楽しげに話していたルビーの顔から笑顔が消えた。


ルビーの目線の先には、輝かしい海のような深みのある青の宝石眼に、ゆたかな金髪をゆらした、ある少女がいた。


「ルビーじゃないの。まだこんなところでおままごと遊び?」


「ラピスラズリお姉さま……」


目線の先には、ルビーの姉である、ラピスラズリがいた。つんつんした猫のような瞳で、微笑を浮かべて歩み寄ってくる。


「ラピスラズリお嬢様。こんにちは。いかがお過ごしでしょうか」


ルビーのことだけをまっすぐ見て、花を踏み倒しながら一直線に向かってくるラピスラズリの前にsoさりげなく出る。

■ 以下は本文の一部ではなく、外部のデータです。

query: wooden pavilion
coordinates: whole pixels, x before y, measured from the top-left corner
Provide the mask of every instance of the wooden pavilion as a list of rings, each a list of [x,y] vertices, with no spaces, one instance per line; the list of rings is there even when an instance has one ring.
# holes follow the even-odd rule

「あら、ルビーのメイド。こんにちは。ルビーと話したいから、下がってちょうだい」


……普通にしていればかわいいのに!どうにも気の強さが顔に出てるわね。


「ラピスラズリお姉さま……お姉さまも一緒に花かんむりを作りますか?あっちの方にきれいなお花がたくさん……」


「結構よ。私はお父様に呼ばれているの。アカデミーのことでね。でもまあ、あなたは……」


そこで言葉を切り、上から下まで眺め回す。色々な垣根に突っ込んだ頭はぼさぼさになり、転んで泥が付いたドレス、さらには指には包帯が巻かれている。さっきバラの棘で怪我をしたところだ。

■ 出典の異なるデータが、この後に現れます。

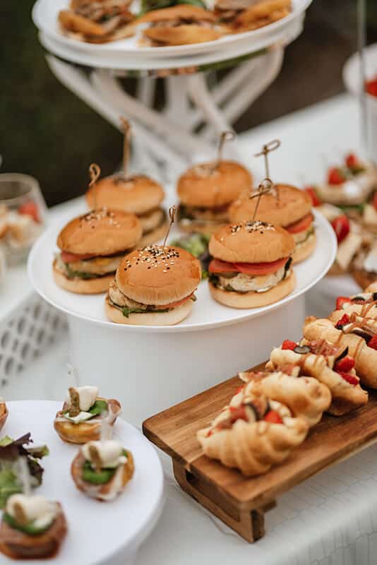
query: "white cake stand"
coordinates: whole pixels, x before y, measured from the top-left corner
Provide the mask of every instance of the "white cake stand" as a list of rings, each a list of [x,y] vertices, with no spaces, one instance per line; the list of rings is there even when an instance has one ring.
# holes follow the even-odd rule
[[[102,392],[108,397],[113,396],[110,386]],[[45,443],[50,451],[43,459],[42,484],[35,493],[60,501],[68,522],[67,536],[52,562],[131,565],[162,509],[163,472],[151,444],[130,424],[121,419],[116,421],[113,437],[132,452],[135,473],[115,501],[99,502],[80,492],[71,477],[71,463],[78,446],[61,441],[53,428],[61,403],[20,400],[7,404],[9,416],[3,435],[18,438],[30,432],[35,444]],[[124,415],[128,417],[126,412]],[[0,555],[1,563],[11,563]],[[46,562],[46,559],[32,560],[35,565]]]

「あなたはお父様に呼ばれることもないだろうし。暇で仕方ないなら、メイドに相手してもらうしかないわね」


そういうとラピスラズリはくすりと鼻で笑った。


表情から見て取れる。『愛されていない子』だと、そう遠回しに伝えているのだ。

あなたに会いたがるお父様はいないでしょう、とほのめかしている。


……ほんとに性格悪いわね!わたしのルビーに!悲しい思いをしたらどうしてくれるのよ!


そう思い、ちらっとルビーのほうを見る。

すると、なんとぱぁっと明るい顔をして顔を輝かせていた。


「そうなの!毎日退屈なんだけど、お父様と話すときのほうがとっても退屈だし、エルと一緒だと、とてもたのしいよ!お姉さまも遊べたらよかったのにしょうがないね……。

わたし、エルと遊んでくるわ!ごきげんよう、お姉さま!」


「ちょっ……ルビー!」


嫌味を言ったはずなのにニコニコしているルビーに、さらに文句を言ってやろうと口を開くが、さっさと走っていってしまったため、唇をかむ。


どうですか?これがわたしの育てているルビーお嬢様なのよ!


私は誇らしげに胸を張りたくなるのを抑えた。きっと本の中では、このような姉からの攻撃にもっと悲しそうにしていただろう。だが今は、楽しそうに泥にまみれて遊ぶ、かわいらしいお嬢様なのだ。


「ラピスラズリお嬢様」


もう一つ、聞きなれない声がした。


それは、ラピスラズリ専属メイドのルースのものだった。